The raid was part of a coordinated operation with the FBI that also shut down Megaupload, the file-sharing business he had founded.

Dotcom faces charges in the United States of pirating copyrighted material and money laundering and is awaiting an extradition hearing in New Zealand. But on Sunday, he said his focus was on the new site, which was already straining under heavy traffic within two hours of its introduction. In the first 14 hours of the site's operation, more than half a million people registered to use it, Dotcom said.
"This should not be seen as the mocking of any government or Hollywood," Dotcom, 39, said Sunday at a news conference at the Auckland mansion. "This is us being innovators and executing our right to run a business."

Dotcom, a German citizen and permanent resident of New Zealand who was born Kim Schmitz, was arrested on Jan. 20, 2012. During the raid on his home that day, the police seized vehicles worth about NZ$6 million (about $5 million) and froze about NZ$11 million in bank accounts, according to a news release issued at the time.

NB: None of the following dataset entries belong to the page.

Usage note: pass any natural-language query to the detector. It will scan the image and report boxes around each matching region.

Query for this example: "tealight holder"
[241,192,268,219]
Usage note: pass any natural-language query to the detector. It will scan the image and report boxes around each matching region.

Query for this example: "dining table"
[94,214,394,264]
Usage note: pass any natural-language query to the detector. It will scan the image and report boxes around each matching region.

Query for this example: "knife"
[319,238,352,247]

Mega, Dotcom's new website, is a file storage and sharing system that encrypts files on the user's computer before they are uploaded to the site's servers. Files can then be downloaded and decrypted. This means that files on Mega's servers cannot be read by anyone, including by the company itself, without the user's decryption key.

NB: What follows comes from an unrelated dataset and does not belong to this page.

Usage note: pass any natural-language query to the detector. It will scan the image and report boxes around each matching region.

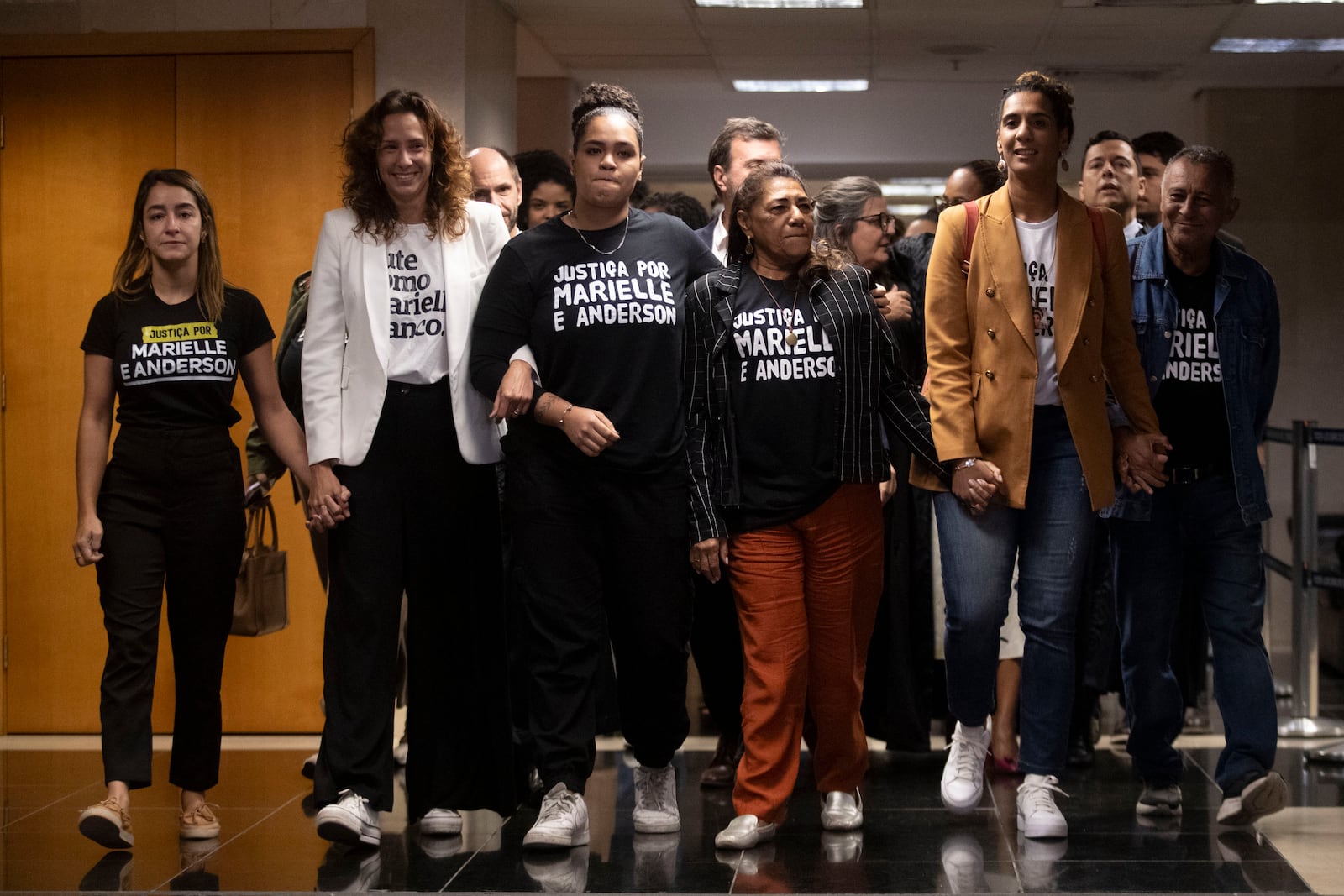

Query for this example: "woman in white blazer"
[302,90,531,845]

The allegation that Dotcom's previous venture, Megaupload, knew its users were illegally uploading copyrighted material - and indeed sought to encourage the practice - is a crucial part of the U.S. Justice Department's indictment against the site and those who operated it.

In contrast, the new site appears to intentionally distance Mega from any legal responsibility for the content on its servers, although the terms and conditions of the site do explicitly forbid uploading copyrighted material.
American prosecutors declined to comment on the new site, The Associated Press reported, referring only to a court document that cites promises DotcomBSE 0.00 % made while seeking bail, including one that he would not start a Megaupload-style business until the criminal case was resolved.

"Legally it's probably the most scrutinized Internet startup in history," Dotcom said. "Every pixel on the site has been checked for all kinds of illegal - potential legal challenges. We have a great team of very talented lawyers that are experts in intellectual-property and Internet law, and they have worked together with us to create Mega."

The Motion Picture Association of America, which has filed complaints about what it described as copyright infringement by Megaupload, told the AP that it was skeptical that Dotcom's new site was harmless.

"We are still reviewing how this new project will operate, but we do know that Kim Dotcom has built his career and his fortune on stealing creative works," it said in a news release.

The service competes with online storage sites like Dropbox and Google Drive. Dropbox provides 2 gigabytes of storage free, although this can be increased to as much as 18 gigabytes by referring friends to sign up. Google Drive provides 5 gigabytes of storage free. The two sites offer more storage for a monthly fee, but Mega significantly undercuts them on price for the amount of storage offered.

"A year ago, this wouldn't have been possible," Dotcom said. "No one else who is currently in business in the cloud-storage arena can just update their site and be like us. You have to start from scratch."